For b<sub>0</sub>:  
$$
\frac{\partial MSE}{\partial b_0} = -\frac{1}{N} \sum \left(y_i - \left(b_0 + \sum b_j x_{ij}\right)\right)
$$
  
For b<sub>j</sub>:  
$$
\frac{\partial MSE}{\partial b_j} = -\frac{1}{N} \sum x_{ij} \left(y_i - \left(b_0 + \sum b_j x_{ij}\right)\right)
$$

**Step 3:** Update weights  
$$b_0 \leftarrow b_0 - \frac{\partial MSE}{\partial b_0}$$

$$b_j \leftarrow b_j - \frac{\partial MSE}{\partial b_j}$$


**Step 4:** Repeat steps 2 and 3 until convergence

There are several libraries in Python that can perform linear regression, including gradient descent, and make it more convenient for us. One of the most commonly used libraries is scikit-learn. Here's how we can use scikit-learn to perform linear regression easily:

In [10]:
# imports for LR
from sklearn.linear_model import LinearRegression
import numpy as np

#  gen data
np.random.seed(0)
X = 2 * np.random.rand(100, 3)
y = 4 + 3*X[:, 0] + 2*X[:, 1] - 1.5*X[:, 2] + np.random.randn(100)

# Create LR model
model = LinearRegression()

# Fit model
model.fit(X, y)

# Get weights
intercept = model.intercept_
coefficients = model.coef_

print("Intercept (b0):", intercept)
print("Slope (b1):", coefficients[0])
print("Slope (b2):", coefficients[1])
print("Slope (b3):", coefficients[2])


Intercept (b0): 3.9502139024683567
Slope (b1): 2.7956623869503465
Slope (b2): 1.9899783163480775
Slope (b3): -1.3733845071909832


## Parameter update rule for Logistic Regression using Gradient Descent

In Logistic Regression, the sigmoid function (also known as the logistic function) is used to model the probability of a binary outcome. The sigmoid function is defined as:  

$$\sigma(z) = \frac{1}{1 + e^{-z}}$$


where z is the linear combination of the feature values and the model parameters:  

$$z = \mathbf{w} \cdot \mathbf{x}$$


Here, W represents the parameter vector and x is the feature vector for a given data point.  
The probability of the positive class (\(y = 1\)) can be expressed as:  

$$p(y=1|\mathbf{x}) = \sigma(\mathbf{w} \cdot \mathbf{x})$$


And the probability of the negative class (\(y = 0\)) is the complement:  

$$p(y=0|\mathbf{x}) = 1 - p(y=1|\mathbf{x}) = 1 - \sigma(\mathbf{w} \cdot \mathbf{x})$$


To derive the parameter update rule for Logistic Regression using Gradient Descent in terms of the sigmoid function, we need to calculate the gradient of the log-likelihood. Here's the gradient with respect to the parameter w_j:  

$$\frac{\partial \log L(\mathbf{w})}{\partial w_j} = \sum_{i=1}^{N} \left( y_i - \sigma(\mathbf{w} \cdot \mathbf{x}_i) \right) \cdot x_{ij}$$


The parameter update rule for Logistic Regression using Gradient Descent in terms of the sigmoid function is then:  

$$w_j \leftarrow w_j + \alpha \cdot \sum_{i=1}^{N} \left( y_i - \sigma(\mathbf{w} \cdot \mathbf{x}_i) \right) \cdot x_{ij}$$


This update rule is applied to each parameter w_j iteratively to learn the optimal values that maximize the likelihood of the observed data under the logistic regression model. The learning rate alpha controls the step size in the gradient descent process.
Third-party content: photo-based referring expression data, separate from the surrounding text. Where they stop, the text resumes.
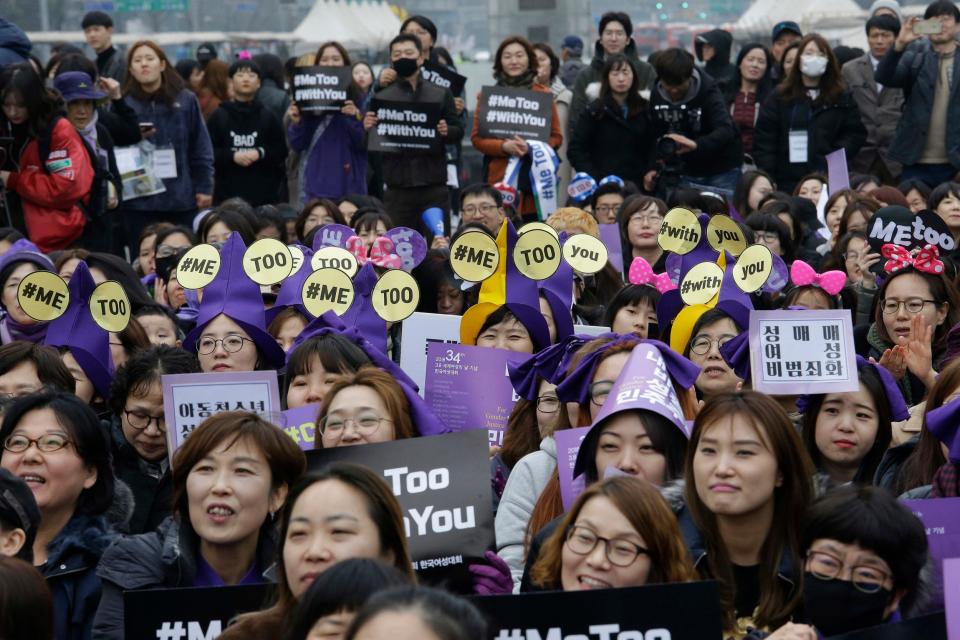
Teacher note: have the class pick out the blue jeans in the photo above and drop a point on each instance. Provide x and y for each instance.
(723, 184)
(931, 174)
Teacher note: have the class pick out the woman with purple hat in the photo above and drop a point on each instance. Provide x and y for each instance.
(847, 434)
(22, 259)
(230, 334)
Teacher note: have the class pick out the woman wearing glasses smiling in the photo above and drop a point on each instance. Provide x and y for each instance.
(366, 407)
(619, 533)
(914, 312)
(138, 432)
(56, 444)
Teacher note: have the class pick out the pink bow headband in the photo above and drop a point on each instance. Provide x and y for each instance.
(380, 254)
(927, 259)
(802, 275)
(641, 273)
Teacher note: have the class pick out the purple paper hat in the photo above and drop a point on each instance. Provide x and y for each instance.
(507, 287)
(291, 291)
(236, 296)
(644, 384)
(548, 364)
(576, 386)
(361, 313)
(85, 339)
(944, 423)
(25, 251)
(424, 419)
(898, 407)
(558, 292)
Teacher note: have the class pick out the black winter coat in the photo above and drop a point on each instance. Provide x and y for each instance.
(244, 126)
(606, 142)
(704, 118)
(829, 127)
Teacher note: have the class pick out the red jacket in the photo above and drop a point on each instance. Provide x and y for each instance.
(50, 198)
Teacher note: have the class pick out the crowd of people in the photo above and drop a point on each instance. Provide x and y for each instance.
(114, 168)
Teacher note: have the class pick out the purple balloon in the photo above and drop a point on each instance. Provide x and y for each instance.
(409, 245)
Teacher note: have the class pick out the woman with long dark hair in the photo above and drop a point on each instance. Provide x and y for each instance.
(170, 119)
(613, 136)
(44, 194)
(332, 144)
(810, 115)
The following is the code interpretation of logistic regression:

In [11]:
# imports for LogisticRegression
from sklearn.linear_model import LogisticRegression
import numpy as np

# data gen
np.random.seed(0)
X = 2 * np.random.rand(100, 3)
y = (np.random.rand(100) < 0.5).astype(int)

# init model
model = LogisticRegression()

model.fit(X, y)
intercept = model.intercept_
coefficients = model.coef_

print("Intercept (b0):", intercept)
print("Coefficient (b1):", coefficients[0][0])
print("Coefficient (b2):", coefficients[0][1])
print("Coefficient (b3):", coefficients[0][2])
# Positive coefficients increase the likelihood of the positive class, while negative coefficients decrease it.
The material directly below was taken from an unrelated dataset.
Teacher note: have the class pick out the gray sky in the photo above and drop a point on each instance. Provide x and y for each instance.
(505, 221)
Intercept (b0): [0.40279443]
Coefficient (b1): -0.0011113147498026527
Coefficient (b2): -0.2721459386001874
Coefficient (b3): 0.06241684222277979


## Proof that MSE is a special case of MLE

In Linear Regression we assume our model is gaussian. In other words we assume y follows a normal distribution.  
  
Thus the Likelihood of y:  
$$
L(u,\sigma|X) = \frac{1}{\sqrt{2\pi\sigma^2}} \prod_i^n \exp\left(-\frac{(y - u)^2}{2\sigma^2}\right)
$$

$$
\rightarrow    \alpha(B, \sigma^2) = (\frac{1}{\sqrt{2\pi\sigma^2}})^n \prod_i^n \exp\left(-\frac{(y_i - B^T x_i)^2}{2\sigma^2}\right)
$$

Therefore, log-likelihood is:  
$$
\log L(B, \sigma^2) = \log\left[\frac{1}{\sqrt{2\pi\sigma^2}})^n \prod_i^n \exp\left(-\frac{(y_i - B^T x_i)^2}{2\sigma^2}\right)\right]
$$

$$
\rightarrow \log L(B, \sigma^2) = n\log\left(\frac{1}{\sqrt{2\pi\sigma^2}}\right) + \sum_{i}^n \frac{-(y_i - B^T x_i)^2}{2\sigma^2}
$$

If we say the negitive of likelihood is our loss:  
$$
loss = -\log L(B,\sigma^2)
$$

Recall that we are intrested in the optimal solution rather than the optimal value.  
In other words we want to minimize the negitive likelihood, which we can find by setting the partial deriv to 0.    
$$
\hat{B} = argmin_B L(B, \sigma)
$$

$$
\rightarrow\hat{B} = argmin_B \sum_{i}^n (y_i - B^T x_i)^2
$$

$$
\rightarrow\hat{B} = argmin_B \sum_{i}^n (y_i - \hat{y}_o)^2
$$ 
Which is the sum of sqaure error.  

Hence in Linear regression, MSE is a special case of MLE when we assume the model is Gaussian.